As the United Nations summit on meeting the 'millennium development goals' gets underway, data has been released suggesting that one of them, stopping the spread of HIV/AIDS, is going particularly well in Africa.
UNAIDS has published figures which show that countries with the largest epidemics in Africa - Ivory Coast, Ethiopia, Nigeria, South Africa, Zambia and Zimbabwe - are leading the drop in new HIV infections. Between 2001 and 2009, 22 countries in sub-Saharan Africa have seen a decline of more than 25% and the number of new HIV infections "is steadily falling or stabilising in most parts of the world".
Michel Sidibé, UNAIDS executive director, said that "for the first time, change is happening at the heart of the epidemic. In places where HIV was stealing away dreams, we now have hope.” However the agency notes that "challenges remain" as Eastern Europe and Central Asia continue to have expanding HIV epidemics. Also, "in several high-income countries, there has been a resurgence of HIV infections among men who have sex with men".
UNAIDS noted that there are now 5.2 million people on HIV treatment, which is a 12-fold increase in six years. AIDS deaths have dropped significantly since the widespread availability of treatment and there were 200,000 fewer deaths in 2008 than in 2004.

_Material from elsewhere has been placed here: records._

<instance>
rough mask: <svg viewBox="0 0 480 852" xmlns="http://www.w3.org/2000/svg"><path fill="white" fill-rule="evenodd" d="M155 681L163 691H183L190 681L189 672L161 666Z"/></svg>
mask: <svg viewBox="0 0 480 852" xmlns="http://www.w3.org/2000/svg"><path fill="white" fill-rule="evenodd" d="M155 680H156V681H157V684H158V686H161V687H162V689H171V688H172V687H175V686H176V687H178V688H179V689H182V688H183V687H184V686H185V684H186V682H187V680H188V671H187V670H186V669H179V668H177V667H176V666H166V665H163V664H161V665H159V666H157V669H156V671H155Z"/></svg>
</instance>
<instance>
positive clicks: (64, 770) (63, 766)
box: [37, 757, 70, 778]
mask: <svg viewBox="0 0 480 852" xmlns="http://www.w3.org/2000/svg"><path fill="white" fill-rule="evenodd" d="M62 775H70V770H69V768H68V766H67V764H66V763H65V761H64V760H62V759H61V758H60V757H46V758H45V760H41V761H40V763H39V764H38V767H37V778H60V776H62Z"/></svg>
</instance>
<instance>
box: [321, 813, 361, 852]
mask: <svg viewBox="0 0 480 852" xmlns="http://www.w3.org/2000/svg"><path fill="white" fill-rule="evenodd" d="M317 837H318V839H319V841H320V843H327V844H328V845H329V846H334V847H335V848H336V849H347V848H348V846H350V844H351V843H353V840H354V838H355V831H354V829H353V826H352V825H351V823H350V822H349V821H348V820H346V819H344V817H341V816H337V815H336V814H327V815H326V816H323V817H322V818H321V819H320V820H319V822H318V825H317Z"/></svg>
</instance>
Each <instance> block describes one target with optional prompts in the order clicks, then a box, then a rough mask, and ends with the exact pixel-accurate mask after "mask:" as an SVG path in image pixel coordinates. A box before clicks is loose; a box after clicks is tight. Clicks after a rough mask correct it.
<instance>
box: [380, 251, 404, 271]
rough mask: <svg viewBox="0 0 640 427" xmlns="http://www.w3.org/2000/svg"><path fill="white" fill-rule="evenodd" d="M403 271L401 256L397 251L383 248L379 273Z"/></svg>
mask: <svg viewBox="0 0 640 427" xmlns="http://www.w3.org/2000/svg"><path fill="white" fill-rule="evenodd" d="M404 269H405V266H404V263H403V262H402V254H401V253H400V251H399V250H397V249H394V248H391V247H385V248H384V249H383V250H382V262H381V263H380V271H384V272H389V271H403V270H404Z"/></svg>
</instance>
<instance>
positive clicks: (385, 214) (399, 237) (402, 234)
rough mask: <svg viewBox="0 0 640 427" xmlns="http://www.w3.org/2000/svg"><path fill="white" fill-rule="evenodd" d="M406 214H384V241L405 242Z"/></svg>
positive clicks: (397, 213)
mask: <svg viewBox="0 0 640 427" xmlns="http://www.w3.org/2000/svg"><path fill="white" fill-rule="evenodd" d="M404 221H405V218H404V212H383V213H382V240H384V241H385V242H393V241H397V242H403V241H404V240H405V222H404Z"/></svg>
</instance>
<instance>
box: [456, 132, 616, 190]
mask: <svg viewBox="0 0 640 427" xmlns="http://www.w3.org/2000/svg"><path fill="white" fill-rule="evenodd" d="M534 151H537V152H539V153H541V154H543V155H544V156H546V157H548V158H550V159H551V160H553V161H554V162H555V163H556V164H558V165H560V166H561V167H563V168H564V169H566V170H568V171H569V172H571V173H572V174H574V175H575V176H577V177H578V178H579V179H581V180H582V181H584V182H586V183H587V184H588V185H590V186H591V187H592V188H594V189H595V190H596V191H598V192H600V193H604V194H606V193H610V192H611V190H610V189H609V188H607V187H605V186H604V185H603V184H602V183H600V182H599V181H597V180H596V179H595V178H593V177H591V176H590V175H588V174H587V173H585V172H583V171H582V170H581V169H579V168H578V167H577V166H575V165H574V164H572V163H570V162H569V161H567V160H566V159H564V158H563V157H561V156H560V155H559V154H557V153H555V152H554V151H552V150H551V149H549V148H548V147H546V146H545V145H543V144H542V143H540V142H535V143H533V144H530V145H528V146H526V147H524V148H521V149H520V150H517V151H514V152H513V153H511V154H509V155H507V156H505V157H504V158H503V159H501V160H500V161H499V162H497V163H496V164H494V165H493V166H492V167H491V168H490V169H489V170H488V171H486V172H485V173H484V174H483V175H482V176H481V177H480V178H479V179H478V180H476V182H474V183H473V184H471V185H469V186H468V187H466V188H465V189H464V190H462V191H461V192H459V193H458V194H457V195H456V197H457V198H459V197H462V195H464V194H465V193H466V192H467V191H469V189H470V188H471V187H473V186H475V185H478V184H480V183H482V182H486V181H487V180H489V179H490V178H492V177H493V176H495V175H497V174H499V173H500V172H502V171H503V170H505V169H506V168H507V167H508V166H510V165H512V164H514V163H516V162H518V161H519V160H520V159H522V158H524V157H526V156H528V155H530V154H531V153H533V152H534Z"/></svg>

As for achieving the sixth millennium development goal (MDG6) of halting and reversing the spread of HIV/AIDS by 2015, Mr Sidibe said further R&D spending is needed. He added that “at this turning point, flat-lining or reductions in investments will set-back the AIDS response and threaten the world’s ability to reach MDG6”. There are eight MDGs in total, topped by eradicating extreme poverty and hunger.
Meantime, Haruo Naito, chief executive of Eisai and president of the International Federation of Pharmaceutical Manufacturers & Associations, said that "a longer-term effort is needed to further reduce global health inequalities, and I therefore encourage our industry to maintain its MDG-related efforts beyond the 2015 horizon". He added that the research-based pharmaceutical industry "plays a unique role in improving health - we cannot fix health inequalities on our own, but we need to keep playing our part".